Były gracz NBA Stephen Jackson potwierdził, że palił marihuanę przed meczami koszykówki. Nie jest to jednak nic oburzającego, ponieważ wielu koszykarzy NBA twierdzi, że około 80% z nich rozgrywa mecze pod wpływem marihuany.
“Było trochę gier, przed którymi paliłem i były to wspaniałe mecze.”
Stephen Jackson był dobrym profesjonalnym graczem NBA, który jak wielu innych koszykarzy, używał marihuany przed meczami. Jackson powiedział również, że Don Nelson, trener Golden State Warriors wiedział, że pali on przed meczem.
Jackson powiedział, że w swojej czternastoletniej karierze w NBA przechodził testy na obecność narkotyków tylko na początku sezonu.
“Jesteśmy w stanie Utah, a ligowe testy na obecność narkotyku już były, więc możemy palić, prawda? Ja i kolega Baron Davis wyszliśmy podekscytowani z szatni mówiąc, że możemy palić do końca sezonu, a Don Nelson przybił nam piątki, więc stwierdziliśmy – “Tak, teraz możemy palić!”

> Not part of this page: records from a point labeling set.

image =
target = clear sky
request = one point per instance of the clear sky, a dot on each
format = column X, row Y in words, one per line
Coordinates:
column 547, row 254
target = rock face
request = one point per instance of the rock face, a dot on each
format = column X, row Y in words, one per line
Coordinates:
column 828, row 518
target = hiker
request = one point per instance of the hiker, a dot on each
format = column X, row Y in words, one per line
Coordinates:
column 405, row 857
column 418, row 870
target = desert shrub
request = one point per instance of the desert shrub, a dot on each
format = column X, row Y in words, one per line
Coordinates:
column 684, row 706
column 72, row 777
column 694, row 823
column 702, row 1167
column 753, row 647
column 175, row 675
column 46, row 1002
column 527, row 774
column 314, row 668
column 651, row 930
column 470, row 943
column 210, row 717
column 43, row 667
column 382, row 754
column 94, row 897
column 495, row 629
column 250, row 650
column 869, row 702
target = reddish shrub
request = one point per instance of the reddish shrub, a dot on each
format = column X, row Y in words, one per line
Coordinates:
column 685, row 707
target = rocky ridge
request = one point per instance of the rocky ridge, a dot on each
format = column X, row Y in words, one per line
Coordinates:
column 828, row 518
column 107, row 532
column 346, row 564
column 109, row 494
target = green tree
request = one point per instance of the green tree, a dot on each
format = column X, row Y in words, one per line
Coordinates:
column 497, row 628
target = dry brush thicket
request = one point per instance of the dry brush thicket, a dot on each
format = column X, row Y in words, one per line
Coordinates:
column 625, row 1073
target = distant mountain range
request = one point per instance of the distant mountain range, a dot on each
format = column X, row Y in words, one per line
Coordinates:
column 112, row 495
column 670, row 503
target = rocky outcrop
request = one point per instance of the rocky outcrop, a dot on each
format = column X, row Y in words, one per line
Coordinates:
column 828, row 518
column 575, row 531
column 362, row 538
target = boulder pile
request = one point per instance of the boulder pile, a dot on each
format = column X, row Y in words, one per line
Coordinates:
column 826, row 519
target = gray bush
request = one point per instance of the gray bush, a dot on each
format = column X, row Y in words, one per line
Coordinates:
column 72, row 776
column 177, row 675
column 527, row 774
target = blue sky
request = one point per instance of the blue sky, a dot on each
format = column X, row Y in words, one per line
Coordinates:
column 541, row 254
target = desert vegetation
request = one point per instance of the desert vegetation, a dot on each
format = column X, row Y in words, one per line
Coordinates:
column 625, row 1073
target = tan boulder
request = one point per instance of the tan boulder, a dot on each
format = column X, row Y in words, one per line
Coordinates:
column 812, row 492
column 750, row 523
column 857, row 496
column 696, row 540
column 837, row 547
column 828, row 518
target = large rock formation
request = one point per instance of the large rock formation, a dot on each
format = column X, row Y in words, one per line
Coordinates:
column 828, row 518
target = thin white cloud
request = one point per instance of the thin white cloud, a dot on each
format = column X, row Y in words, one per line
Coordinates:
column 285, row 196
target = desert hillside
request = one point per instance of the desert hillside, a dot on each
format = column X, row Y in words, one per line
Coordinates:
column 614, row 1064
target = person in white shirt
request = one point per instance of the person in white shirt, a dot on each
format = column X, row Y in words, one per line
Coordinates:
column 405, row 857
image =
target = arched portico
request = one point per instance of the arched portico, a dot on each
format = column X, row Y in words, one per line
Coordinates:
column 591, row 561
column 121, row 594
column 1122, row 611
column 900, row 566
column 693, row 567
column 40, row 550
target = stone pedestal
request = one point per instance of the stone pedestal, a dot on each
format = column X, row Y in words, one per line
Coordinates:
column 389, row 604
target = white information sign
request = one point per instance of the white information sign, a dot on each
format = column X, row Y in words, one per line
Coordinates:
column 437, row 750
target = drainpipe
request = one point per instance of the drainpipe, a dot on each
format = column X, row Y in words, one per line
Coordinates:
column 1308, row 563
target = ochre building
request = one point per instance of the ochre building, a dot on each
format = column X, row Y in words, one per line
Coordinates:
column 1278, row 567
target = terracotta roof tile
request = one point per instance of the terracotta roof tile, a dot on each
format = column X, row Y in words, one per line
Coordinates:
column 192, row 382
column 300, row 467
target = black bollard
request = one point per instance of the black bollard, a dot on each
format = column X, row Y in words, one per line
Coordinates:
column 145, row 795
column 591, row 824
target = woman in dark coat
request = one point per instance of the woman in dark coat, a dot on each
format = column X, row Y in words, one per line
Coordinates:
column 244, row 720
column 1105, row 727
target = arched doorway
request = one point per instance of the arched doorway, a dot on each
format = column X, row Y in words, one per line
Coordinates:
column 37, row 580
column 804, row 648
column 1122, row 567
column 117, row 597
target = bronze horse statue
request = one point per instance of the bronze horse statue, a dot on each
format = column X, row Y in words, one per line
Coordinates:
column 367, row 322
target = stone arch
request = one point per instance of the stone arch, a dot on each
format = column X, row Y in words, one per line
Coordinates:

“To było fajne, że trener wie co zawodnicy robią poza boiskiem, co było świetne. Byliśmy z tego bardzo zadowoleni, dlatego byliśmy wspaniałym zespołem.” powiedział Stephen Jackson.
NBA wciąż zakazuje używania marihuany przez graczy, a teraz muszą przechodzić testy na obecność narkotyków 4 razy w sezonie. Możemy sobie tylko wyobrazić jak wyglądałaby kariera Jacksona, gdyby grał w dzisiejszych czasach.